The second part of the project involves developing a method in which they could actually measure the results of a therapeutic in the human brain.“If we’re going to increase the levels of this enzyme, we need ways of being able to monitor how this enzyme is actually operating and how much is present within the brain,” Vocadlo explains.
One way the team intends to accomplish this is by using positron emission tomography (PET) scanning, in which they administer a molecule that will bind to the target enzyme in the brain. This molecule will be radioactive, in a safe dose, and so as it decomposes within the brain it would release positrons, which leads to signals that can be precisely measured.

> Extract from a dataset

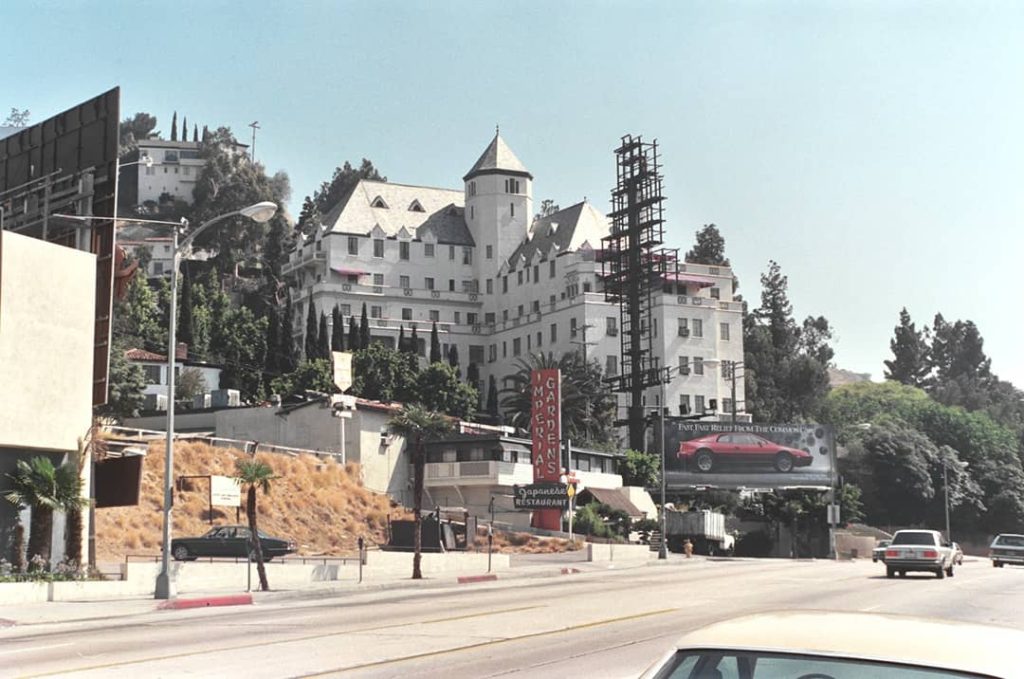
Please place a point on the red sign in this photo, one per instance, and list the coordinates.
(546, 425)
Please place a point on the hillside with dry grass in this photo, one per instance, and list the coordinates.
(320, 504)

“We’ve made really good headway there, getting molecules that are now very highly potent, brain-permeable, and clear very rapidly from the brain,” says Vocadlo. “The next steps that we’re undertaking involve tuning of this molecule, and then carrying out initial studies in mice and rats.”
Vocadlo points out that any developments could also apply to Gaucher disease, a lysosomal storage disease in which patients have two GBA mutations, resulting in very low levels of glucocerebrosidase.
Dr. David Vocadlo (Simon Fraser University)“The long-term goal is to identify new compounds that increase the activity of glucocerebrosidase within the brain as a disease-modifying approach to Parkinson’s,” Vocadlo says. “And we hope these technologies would be useful for Gaucher disease as well.”